Quoiqu’en matière d’intégration régionale, le défi reste énorme, l’Union économique et monétaire ouest-africaine (Uemoa), aura, en 30 ans d’existence (1994-2024) impacté dans divers secteurs les Etats de la sous-région. Qu’a apporté cette institution ? Quels sont les défis urgents ? A ces questions, le Président du Conseil des Ministres de l’Union, Adama Coulibaly, ministre des finances et du budget de la Côte d’Ivoire, s’est exercé à répondre dans l’émission « L’invité de l’intégration », de la Commission de l’Uemoa. Lisez-plutôt
Quelles sont les avancées majeures induites par le processus d’intégration régionale depuis la création de l’Uemoa le 10 janvier 1994 ?
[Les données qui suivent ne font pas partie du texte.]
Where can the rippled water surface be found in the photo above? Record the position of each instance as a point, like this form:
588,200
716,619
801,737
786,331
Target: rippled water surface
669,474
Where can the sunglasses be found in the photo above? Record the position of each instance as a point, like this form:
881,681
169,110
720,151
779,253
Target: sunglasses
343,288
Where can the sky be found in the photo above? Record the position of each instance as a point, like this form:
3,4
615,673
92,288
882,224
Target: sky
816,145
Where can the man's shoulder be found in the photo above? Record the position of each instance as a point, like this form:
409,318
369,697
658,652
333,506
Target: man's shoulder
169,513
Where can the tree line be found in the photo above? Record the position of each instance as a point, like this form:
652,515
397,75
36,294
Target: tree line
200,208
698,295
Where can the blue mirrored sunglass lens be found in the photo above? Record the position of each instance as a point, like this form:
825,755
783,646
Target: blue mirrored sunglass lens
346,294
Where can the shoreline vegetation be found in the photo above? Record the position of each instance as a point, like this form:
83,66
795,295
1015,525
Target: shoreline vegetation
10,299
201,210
En 1994, les Chefs d’Etat ont décidé effectivement de renforcer l’intégration monétaire en ajoutant la dimension économique pour faire en sorte que nous puissions avoir une intégration qui marche. Depuis ce temps, il faut reconnaître qu’il y a des progrès importants qui ont été réalisés. Je citerai par exemple l’effectivité de l’Union douanière avec la libre-circulation des marchandises avec la libéralisation des échanges intra-communautaires, mais surtout, l’institution d’un Tarif Extérieur Commun, faisant en sorte que toutes les marchandises qui circulent au sein de l’Union. Cela se passe de manière totalement libre. Le Tarif Extérieur Commun permet de montrer effectivement qu’en dehors du périmètre de l’Union, toutes marchandises qui arrivent puissent être taxées à un tarif commun. Ça, c’est déjà un progrès extrêmement important. Ensuite, il y a toute la problématique liée à la surveillance multilatérale qui a permis à nos Etats d’avoir une stabilisation macro-économique et ouvrant la voie à des appuis des partenaires financiers, ils nous ont apporté des appuis assez importants parce que nous avons jusqu’à présent, un cadre macro-économique relativement sain et solide.
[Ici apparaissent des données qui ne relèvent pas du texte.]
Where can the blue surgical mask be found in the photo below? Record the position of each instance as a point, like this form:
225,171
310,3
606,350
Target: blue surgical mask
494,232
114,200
Comment se porte la croissance économique dans la zone Uemoa ?
Dans un contexte de crises multiples, nos économies se sont montrées quand-même résilientes. C’est vrai qu’en 2020, il y a eu une baisse de notre taux de croissance à l’instar de ce qui s’est passé dans beaucoup d’autres pays dans le monde. Mais dès 2021, nous avons connu un taux de croissance de 5%. C’est un rebond pour nous, et tout ça, on le doit à la stabilité de notre cadre macro-économique et aux efforts qui sont faits par nos pays. Et bien-sûr, ces chocs avaient entrainé un élargissement du déficit budgétaire mais aujourd’hui, il y a des efforts qui sont faits et on note de façon tendancielle, la baisse du déficit budgétaire dans tous les pays de l’Union avec en perspective une consolidation budgétaire en 2025. Au niveau de l’inflation, le taux d’inflation est en baisse comparativement à tout ce qui se passe dans les autres pays. Et vous savez, l’inflation est importée en partie parce qu’il y a une inflation mondiale. Aujourd’hui, nous avons une inflation qui est en train d’être baissée. D’ailleurs, en termes de perspectives, nous envisageons cette année, un taux d’inflation de 3,9%. C’est ce qui est prévu. Les responsables de l’Union diront exactement le taux qui est envisagé.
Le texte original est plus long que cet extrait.